Yes, it is elegant; but it is also terribly ineffective. It can be improved by replacing Range[1000] with 2Range[500]+1 giving only the odd primes and then add the only even prime before. It can also be improved by replacing Range[n-2] +1 with Range[Floor[Sqrt[n-1]]] because factors can not be larger than the square root of n. It can then further improved by taking only numbers of the form 6k+1 or 6k-1 and adding the primes 2,3 separately. Now, what Mathematica probably does is to use some sort of pre-sieving checking for small prime factors up to some range, then use the Baby test in a larger range, then use Pollard Rho up to some bound, then use other tools like Elliptic curve pollard, then use Morrison-Brillard, then use the quadratic sieve, then use the number field sieve. The entire code for “FactorInteger” is probably several thousand lines long. it is not short but it is fast. The above code for MyPrimeQ is poetry as it is elegant and everybody can see in a second, what the program does and that it is correct. Indeed, it just tests whether n is divisible by numbers 2,3,4,…,n-1 and if all answers are False , it knows that n is a prime. Note that the program does not need to loop. Niklaus Wirth had been fanatic to get rid of the “Goto philosophy” which was central in BASIC but led to Spagetti code. Everything could be done with While or For loops. Later, Wirth would even get more pure (fanatic) and get rid of For loops. Indeed, one can do everything with While. With the LISP paradigm one can get rid even of While. We just produce lists and work directly on lists. Range[100] for example produces the list of the first 100 integers. Sin[Range[100]]] produces directly the list of first 100 numbers sin(n) without having to loop. This works also in higher dimension But again, while this is elegant, one could not program something like FinalCutPro using this paradigm. Final Cut Pro projects are hundreds of gigabytes long (even small projects). For a one hour movie with various footage sources, one can easily get into the tera byte range. Now, it is completely impossible to get all these files into memory and work on those “lists”. What the programming language C allows to do is directly work with the memory. We need to loop over intervals of memory and this needs to be done carefully so that one does not get into Memory allocation problems.

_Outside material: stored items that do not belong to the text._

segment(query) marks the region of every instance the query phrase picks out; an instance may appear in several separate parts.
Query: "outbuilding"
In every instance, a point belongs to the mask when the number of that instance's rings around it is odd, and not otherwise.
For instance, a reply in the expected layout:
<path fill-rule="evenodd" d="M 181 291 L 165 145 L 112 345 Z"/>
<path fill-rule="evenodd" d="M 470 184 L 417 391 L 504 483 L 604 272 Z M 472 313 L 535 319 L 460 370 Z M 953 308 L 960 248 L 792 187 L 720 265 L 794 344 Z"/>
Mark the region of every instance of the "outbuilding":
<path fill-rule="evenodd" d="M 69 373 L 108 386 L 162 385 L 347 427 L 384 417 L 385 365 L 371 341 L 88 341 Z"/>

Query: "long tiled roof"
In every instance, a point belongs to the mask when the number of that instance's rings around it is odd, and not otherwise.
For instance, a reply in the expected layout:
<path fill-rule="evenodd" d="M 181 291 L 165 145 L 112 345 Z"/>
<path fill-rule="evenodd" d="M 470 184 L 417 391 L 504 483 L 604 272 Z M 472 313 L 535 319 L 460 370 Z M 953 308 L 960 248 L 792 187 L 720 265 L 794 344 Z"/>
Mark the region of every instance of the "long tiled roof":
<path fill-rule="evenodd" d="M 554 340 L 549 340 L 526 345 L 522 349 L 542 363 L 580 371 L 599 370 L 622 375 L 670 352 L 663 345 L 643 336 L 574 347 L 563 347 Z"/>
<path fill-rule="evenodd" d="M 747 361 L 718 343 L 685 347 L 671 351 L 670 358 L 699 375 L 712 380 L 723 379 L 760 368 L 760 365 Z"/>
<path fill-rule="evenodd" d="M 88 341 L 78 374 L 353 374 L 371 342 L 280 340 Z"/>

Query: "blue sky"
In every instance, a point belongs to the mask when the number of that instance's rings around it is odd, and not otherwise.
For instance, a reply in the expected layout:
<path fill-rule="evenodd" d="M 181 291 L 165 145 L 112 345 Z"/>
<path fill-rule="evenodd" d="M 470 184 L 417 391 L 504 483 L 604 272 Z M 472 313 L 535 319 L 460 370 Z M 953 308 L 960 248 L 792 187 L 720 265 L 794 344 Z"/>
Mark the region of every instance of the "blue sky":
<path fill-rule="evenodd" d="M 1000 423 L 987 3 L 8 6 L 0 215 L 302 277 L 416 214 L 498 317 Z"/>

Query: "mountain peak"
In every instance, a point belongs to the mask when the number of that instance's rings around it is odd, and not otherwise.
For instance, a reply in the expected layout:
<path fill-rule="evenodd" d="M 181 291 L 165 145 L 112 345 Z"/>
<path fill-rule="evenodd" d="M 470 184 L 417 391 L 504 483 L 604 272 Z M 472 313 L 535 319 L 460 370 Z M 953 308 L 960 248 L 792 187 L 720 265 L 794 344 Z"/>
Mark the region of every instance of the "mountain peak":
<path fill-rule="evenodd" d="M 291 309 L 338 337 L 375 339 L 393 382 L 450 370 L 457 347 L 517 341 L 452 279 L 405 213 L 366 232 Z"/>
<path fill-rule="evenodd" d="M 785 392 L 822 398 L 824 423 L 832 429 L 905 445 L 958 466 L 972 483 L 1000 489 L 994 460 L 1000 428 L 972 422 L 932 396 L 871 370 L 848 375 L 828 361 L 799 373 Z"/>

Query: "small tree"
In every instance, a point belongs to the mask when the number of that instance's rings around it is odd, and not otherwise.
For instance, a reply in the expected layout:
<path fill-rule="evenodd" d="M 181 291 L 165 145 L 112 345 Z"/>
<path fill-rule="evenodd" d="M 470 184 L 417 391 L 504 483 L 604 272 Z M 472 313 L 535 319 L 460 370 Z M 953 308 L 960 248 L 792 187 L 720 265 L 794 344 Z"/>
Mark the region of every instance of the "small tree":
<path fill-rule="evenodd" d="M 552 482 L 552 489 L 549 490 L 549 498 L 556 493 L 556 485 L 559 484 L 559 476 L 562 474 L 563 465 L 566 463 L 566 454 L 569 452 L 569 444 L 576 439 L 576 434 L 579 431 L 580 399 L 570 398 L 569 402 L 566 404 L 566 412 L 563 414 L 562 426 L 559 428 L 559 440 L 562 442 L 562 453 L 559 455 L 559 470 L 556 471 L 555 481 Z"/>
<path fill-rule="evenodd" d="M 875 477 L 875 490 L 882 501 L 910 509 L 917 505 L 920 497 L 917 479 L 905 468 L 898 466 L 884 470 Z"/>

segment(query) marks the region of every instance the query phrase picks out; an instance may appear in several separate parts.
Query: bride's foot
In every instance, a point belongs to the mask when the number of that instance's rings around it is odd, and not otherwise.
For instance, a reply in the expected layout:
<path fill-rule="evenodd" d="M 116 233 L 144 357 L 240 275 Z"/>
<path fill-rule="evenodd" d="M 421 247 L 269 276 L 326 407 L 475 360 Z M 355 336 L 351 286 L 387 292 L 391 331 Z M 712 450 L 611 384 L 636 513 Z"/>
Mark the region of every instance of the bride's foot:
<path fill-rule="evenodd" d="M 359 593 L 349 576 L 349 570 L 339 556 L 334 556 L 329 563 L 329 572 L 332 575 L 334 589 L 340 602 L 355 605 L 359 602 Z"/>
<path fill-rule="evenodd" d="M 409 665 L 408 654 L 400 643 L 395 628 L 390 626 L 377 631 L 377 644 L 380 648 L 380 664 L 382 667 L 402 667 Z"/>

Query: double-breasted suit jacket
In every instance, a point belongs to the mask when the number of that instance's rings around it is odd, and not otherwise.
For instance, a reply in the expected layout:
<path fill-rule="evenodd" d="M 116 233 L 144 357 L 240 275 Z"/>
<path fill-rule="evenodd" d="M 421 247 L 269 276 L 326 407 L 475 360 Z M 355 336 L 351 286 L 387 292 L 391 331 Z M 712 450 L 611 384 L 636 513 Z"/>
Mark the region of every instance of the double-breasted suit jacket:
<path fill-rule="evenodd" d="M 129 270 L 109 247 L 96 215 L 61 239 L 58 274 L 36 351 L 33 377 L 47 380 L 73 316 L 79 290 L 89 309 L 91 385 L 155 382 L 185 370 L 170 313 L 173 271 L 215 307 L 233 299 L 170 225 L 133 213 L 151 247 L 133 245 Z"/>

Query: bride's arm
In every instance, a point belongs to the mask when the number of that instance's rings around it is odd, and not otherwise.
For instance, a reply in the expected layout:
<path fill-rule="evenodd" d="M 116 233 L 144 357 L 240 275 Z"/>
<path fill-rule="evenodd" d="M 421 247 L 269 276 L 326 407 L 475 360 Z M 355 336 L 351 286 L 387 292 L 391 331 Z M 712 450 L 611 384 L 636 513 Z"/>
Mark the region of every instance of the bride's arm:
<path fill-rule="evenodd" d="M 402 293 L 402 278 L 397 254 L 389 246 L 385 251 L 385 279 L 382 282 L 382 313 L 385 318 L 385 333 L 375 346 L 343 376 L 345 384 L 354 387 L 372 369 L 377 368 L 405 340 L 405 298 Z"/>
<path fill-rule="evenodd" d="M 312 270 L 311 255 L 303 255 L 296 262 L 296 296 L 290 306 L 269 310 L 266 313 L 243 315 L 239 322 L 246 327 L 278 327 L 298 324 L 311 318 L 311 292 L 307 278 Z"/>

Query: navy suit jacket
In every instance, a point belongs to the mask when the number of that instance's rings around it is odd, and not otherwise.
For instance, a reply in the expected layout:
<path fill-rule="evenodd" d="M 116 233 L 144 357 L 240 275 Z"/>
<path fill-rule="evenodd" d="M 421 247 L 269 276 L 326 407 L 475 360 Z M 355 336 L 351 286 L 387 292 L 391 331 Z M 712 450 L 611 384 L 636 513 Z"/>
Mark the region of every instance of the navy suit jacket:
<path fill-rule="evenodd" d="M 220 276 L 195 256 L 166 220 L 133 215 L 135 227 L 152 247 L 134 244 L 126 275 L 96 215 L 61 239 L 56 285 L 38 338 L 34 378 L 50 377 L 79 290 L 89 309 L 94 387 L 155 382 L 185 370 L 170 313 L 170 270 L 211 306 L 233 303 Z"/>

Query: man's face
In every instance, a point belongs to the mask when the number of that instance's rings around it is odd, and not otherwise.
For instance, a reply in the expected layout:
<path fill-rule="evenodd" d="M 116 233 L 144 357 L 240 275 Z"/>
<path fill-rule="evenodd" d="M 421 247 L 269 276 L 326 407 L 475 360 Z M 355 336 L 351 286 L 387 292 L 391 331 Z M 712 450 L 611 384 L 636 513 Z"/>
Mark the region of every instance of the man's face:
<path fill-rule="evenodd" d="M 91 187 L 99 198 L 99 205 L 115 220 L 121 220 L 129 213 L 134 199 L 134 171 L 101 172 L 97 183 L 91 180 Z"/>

One should add that the loop less approach is not always the best or most elegant. Lets look at the problem to write down the 10×10 multiplication table learned in 1st grade: Making a table is the fastest MatrixForm[Table[x*y,{x,10},{y,10}]] and most elegant. The loopless approaach is fist to generate a list of all pairs Tuples[Range[10],2]], then we define f[{x_,y_}]:=x*y; and apply this to the pairs, then partition and show the matrix MatrixForm[Partition[Map[f,Tuples[Range[10],2]],10]] . No loops were used but an iterated loop was definitely faster. By the way, when I program myself, then I often write the code in a first state using loops. This allows often to debug things better at first. Then, once it works, I try to make it shorter by getting rid of the loops. The example code above for the manifolds from partition paper was more elegant than the code produced for “Discrete algebraic sets in discrete manifolds” where I used some looping.